As the name suggests, a ToT is the process of building a pool of competent instructors who can then teach a given material to other people, strengthening their ability to disseminate important information. Pre-COVID, BRAC UPGI staff would have traveled to Lusaka to hold an intensive, week-long ToT workshop where they would have trained the SWL team members on how to successfully facilitate life and business skills lessons, through participatory and interactive sessions, such as role-playing and mock sessions.

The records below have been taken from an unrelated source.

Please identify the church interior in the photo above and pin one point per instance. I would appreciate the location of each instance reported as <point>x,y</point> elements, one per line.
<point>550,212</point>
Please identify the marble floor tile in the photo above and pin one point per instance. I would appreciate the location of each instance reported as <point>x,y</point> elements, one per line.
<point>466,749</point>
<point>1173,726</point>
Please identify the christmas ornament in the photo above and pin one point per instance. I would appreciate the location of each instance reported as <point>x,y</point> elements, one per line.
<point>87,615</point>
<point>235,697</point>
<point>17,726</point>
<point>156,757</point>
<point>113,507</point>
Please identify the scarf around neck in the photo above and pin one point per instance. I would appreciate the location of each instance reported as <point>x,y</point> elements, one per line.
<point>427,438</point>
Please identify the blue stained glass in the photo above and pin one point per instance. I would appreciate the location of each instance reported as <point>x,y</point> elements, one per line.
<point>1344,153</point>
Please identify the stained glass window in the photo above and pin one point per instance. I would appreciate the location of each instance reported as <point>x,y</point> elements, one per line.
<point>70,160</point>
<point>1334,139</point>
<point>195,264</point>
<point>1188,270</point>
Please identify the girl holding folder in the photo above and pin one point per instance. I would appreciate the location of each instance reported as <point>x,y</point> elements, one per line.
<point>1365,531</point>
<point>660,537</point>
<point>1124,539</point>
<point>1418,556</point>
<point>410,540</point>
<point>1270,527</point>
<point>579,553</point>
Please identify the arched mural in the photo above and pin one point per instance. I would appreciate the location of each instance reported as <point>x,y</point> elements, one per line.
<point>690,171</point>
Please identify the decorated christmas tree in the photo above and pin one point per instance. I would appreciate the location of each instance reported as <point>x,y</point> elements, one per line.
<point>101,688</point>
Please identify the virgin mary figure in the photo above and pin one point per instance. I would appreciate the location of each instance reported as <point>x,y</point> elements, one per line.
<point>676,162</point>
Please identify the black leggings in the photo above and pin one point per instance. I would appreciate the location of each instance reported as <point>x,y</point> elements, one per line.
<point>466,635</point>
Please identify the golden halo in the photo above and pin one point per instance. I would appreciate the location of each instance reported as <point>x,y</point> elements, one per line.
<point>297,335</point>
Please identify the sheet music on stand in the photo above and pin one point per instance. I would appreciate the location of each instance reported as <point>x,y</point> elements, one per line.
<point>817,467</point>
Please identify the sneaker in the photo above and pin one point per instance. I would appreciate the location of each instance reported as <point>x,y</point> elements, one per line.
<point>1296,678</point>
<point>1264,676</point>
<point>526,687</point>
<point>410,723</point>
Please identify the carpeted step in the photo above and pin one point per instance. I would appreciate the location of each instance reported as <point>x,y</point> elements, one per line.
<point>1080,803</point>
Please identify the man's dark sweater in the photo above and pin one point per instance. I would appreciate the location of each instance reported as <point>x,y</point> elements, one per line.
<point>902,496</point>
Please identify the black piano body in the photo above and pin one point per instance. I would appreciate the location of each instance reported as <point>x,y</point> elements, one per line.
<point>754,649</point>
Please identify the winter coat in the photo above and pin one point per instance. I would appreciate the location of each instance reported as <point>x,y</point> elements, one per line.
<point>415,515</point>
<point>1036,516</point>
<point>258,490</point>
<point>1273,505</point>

In the state of the current world, however, the UPGI team had to pivot. In-person ToT had to be completely redesigned in order to take place in a remote, virtual context. Although this presented a daunting challenge, the team used creativity and worked long hours to construct a successful and engaging online ToT using the following practices:
Optimize time and attention. When physically together, people are better able to remain mentally engaged for prolonged periods of time, hence the normal week long intensive ToT workshop. However, for a remote ToT model, people are more likely to experience the infamous “Zoom fatigue” and remain engaged for shorter time periods — this led the online ToT to take place over a more extended period of time (more number of days compared to an in-person training workshop) while utilizing shorter instructional blocks (1hr 15min long session as opposed to 8hr long training day).
Utilize technological platforms to their fullest extent. To replicate the various points of feedback that would exist in a physical setting (hands being raised, active discussions in pairs or small groups, etc.) features on Zoom were used to their fullest potential. The SWL team members were constantly being put into digital breakout rooms to spur discussion, asked to write in the chat box, and take polls. Also, the BRAC UPGI team used other platforms such as Slido to solicit anonymous questions and comments and Whatsapp to provide a “backup” layer of protection against internet troubles.

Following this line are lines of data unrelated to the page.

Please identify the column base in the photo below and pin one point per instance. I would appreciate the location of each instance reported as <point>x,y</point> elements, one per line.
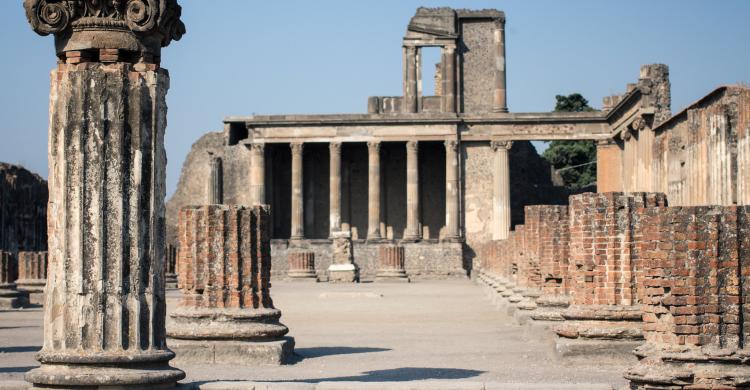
<point>251,353</point>
<point>343,273</point>
<point>124,371</point>
<point>392,276</point>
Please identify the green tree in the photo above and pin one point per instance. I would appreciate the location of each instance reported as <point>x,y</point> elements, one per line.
<point>573,160</point>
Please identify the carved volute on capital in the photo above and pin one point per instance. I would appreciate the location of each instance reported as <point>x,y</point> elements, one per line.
<point>373,146</point>
<point>259,147</point>
<point>138,28</point>
<point>297,147</point>
<point>451,145</point>
<point>504,145</point>
<point>335,147</point>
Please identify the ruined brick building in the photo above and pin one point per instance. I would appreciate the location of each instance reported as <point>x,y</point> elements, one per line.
<point>446,175</point>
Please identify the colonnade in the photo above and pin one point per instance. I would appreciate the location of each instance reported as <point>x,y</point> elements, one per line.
<point>413,230</point>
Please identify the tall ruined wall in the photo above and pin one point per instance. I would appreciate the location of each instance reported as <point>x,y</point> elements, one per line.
<point>698,157</point>
<point>192,189</point>
<point>23,210</point>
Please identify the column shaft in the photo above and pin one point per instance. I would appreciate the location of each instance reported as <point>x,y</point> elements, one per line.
<point>215,188</point>
<point>412,232</point>
<point>298,231</point>
<point>500,103</point>
<point>335,186</point>
<point>501,190</point>
<point>410,79</point>
<point>257,174</point>
<point>451,190</point>
<point>373,211</point>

Get creative to drive participation. In order to hear from everybody in the group as well as to prevent prolonged periods of silence, the team experimented with ways to drive engagement without making SWL team members feel uncomfortable. One strong method was the “pop-corn approach” where after a SWL team member answered a question, they would ask another team member to speak next. This method drove comradery in the group and maintained group attention.

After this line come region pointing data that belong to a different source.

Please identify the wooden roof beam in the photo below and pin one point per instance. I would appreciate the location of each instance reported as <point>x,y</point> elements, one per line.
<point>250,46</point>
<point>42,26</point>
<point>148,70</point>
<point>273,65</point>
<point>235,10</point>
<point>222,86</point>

Change the energy levels and have fun! One of the most important components of carrying out a successful online ToT was to maintain a positive, engaging energy in the digital space. From playing Zambian music in the background when possible, having short and frequent breaks, to quick stretches, breathing exercises, and dancing, the goal was to bring laughter into the training.
Request feedback throughout. Lastly, the SWL team was constantly asked to provide feedback in order to improve the experience as much as possible, while also providing key learnings that can be used in the future. In an anonymous survey asked at the end of the ToT, one SWL team member said:
“The training content was participatory and engaging through the use of questions, use of Whatsapp and Zoom chat box. The break out rooms as well as the homework and group activities were very helpful. The facilitators made use of a variety of training techniques.”
As we take this month to reflect on the past year, it is critical to not only remember the difficulties we faced, but to concentrate on the lessons learned and obstacles overcome. In order to serve those most impacted by this pandemic, the global development community must center adaptability and creativity — so that whatever this next year brings, there will always be the ability to pivot and push forward.